3) Один читатель на днях ничего мне не писал, а просто за одну минуту прощёлкал мои произведения, показав порядок просмотра (это отображается в «Списке читателей», и такой «способ общения» мне тоже давно уже известен), получилась интересная штука.
Сначала у него в просмотрах стоит моё «Пасхальная прогулка бродяг и не только», затем — «Повтор Дневника 18.03.2015 – 21.04.2015» (последняя дата уже изменена на самую новую), и затем — мой стих «Марионетки». Таки образом, он показал мне моими же словами, в чём, с его точки зрения, заключается суть ВСЕГО происходящего (и описанного в первых двух моих произведениях). Стих с эпиграфом из Макаревича (созданная ныне «одиозность» его имени значения не имеет) я приведу здесь полностью.
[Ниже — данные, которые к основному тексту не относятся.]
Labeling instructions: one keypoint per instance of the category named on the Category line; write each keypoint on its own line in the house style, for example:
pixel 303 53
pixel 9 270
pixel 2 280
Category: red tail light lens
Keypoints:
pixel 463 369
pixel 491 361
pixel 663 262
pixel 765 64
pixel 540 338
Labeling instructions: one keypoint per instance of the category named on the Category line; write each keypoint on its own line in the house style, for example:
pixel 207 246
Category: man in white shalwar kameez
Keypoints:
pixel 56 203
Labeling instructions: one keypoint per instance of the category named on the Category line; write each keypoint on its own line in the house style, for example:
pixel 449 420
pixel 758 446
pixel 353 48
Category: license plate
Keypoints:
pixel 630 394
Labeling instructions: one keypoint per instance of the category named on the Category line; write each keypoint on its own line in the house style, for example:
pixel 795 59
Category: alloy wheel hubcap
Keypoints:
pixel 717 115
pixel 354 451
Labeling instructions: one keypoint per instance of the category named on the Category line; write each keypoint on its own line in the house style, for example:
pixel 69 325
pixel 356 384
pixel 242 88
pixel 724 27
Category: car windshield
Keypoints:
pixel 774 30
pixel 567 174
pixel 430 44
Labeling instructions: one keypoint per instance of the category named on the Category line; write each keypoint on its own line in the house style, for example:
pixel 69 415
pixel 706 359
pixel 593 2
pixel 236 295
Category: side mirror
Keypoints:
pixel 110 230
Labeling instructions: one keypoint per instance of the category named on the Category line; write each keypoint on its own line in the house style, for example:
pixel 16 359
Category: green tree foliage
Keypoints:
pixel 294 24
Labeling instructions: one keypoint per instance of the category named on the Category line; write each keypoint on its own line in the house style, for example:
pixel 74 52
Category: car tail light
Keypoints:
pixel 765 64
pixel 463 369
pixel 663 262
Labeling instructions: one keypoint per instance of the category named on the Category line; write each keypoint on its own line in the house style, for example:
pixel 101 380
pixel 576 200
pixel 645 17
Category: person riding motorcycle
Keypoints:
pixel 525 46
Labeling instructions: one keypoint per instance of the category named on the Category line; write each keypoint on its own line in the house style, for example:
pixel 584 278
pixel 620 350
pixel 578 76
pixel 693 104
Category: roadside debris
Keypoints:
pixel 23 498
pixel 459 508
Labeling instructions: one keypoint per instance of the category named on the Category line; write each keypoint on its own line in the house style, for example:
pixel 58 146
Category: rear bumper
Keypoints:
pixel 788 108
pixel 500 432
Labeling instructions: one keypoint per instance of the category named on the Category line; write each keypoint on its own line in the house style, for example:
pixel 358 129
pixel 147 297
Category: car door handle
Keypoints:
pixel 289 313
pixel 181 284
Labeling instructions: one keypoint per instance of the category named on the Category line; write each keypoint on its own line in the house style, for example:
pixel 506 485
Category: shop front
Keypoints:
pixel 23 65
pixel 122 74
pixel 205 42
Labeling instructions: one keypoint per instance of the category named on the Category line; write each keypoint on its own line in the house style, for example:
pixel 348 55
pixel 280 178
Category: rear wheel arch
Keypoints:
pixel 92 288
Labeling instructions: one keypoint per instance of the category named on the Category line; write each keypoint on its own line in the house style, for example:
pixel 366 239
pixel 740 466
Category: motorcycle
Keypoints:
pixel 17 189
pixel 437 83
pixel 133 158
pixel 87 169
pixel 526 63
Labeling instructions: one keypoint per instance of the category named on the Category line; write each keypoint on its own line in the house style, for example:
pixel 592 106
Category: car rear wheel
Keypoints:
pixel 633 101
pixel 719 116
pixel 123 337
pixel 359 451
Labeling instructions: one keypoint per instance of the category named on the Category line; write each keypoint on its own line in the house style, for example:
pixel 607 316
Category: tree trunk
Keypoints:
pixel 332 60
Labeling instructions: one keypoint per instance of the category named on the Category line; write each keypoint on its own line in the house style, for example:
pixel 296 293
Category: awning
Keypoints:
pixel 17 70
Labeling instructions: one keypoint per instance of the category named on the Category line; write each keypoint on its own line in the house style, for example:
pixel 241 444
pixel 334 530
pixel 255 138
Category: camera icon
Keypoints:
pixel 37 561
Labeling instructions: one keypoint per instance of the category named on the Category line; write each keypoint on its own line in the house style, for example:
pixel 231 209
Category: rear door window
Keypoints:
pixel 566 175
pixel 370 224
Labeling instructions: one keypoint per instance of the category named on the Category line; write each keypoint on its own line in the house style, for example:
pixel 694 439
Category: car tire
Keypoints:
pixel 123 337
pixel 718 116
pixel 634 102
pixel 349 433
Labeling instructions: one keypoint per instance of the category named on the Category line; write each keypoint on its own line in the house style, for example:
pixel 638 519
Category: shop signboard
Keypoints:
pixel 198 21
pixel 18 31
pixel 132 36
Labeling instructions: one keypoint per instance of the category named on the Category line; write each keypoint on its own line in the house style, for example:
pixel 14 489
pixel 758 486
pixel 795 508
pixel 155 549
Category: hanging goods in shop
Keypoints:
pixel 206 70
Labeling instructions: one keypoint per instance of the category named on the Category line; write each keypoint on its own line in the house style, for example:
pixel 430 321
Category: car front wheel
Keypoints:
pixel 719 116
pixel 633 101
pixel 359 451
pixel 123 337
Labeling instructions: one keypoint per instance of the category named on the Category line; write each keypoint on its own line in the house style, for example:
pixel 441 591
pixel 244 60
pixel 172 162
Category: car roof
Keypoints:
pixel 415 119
Итак, мой стих —
«Марионетки», http://www.stihi.ru/2013/04/15/8484 :



Краски стерты, лица тусклы,
то ли люди, то ли куклы,
взгляд похож на взгляд, как тень на тень.
<…>
До чего ж порой обидно,
что хозяина не видно, –
вверх и в темноту уходит нить.
Куклы так ему послушны!
И мы верим простодушно
в то, что куклы могут говорить.
А. Макаревич



А хозяин и не нужен.
Дело здесь гораздо хуже:
не заметив собственную нить
и того, что ей послушны,
КУКЛЫ верят простодушно
в то, что могут сами говорить.


Здесь простят, а там осудят
то ли куклы, то ли люди,
веру выбирают и мечту,
и рыдают, и смеются,
любят, ссорятся, дерутся…
Нить уходит вверх и в темноту.


Пару кукол поманили
и тихонько предложили
собственный устроить балаган.
Вот потеха происходит! –
куклы сами кукловодят,
дешево купившись на обман:


забавляются другими,
как игрушками живыми,
«мир меняют», празднуют успех,
упиваются по ходу
«властью» и своей «свободой»…
Нить уходит в темноту и вверх.


Весь сценарий жестко схвачен,
каждому свой час назначен,
а в конце спектакля – тлен и прах:
«Кукол снимут с нитки длинной
и, засыпав нафталином,
в виде тряпок сложат в сундуках».


Вроде, и спросить неловко:
как бы эту постановку
отменить, испортить, прекратить?
Если куклы – извините,
если люди – то без нити
лучше бы и умирать, и жить.



Вот, в чём с точки зрения читателя заключается суть всех этих событий. А я добавлю, что в этом же — и суть всего, что происходит в НЫНЕШНЕМ мире, НЫНЕШНЕЙ «жизни», НЫНЕШНЕЙ стране.
Каким там вопросом мучился Принц Датский? —
«Быть иль не быть? — вот в чём вопрос…» ?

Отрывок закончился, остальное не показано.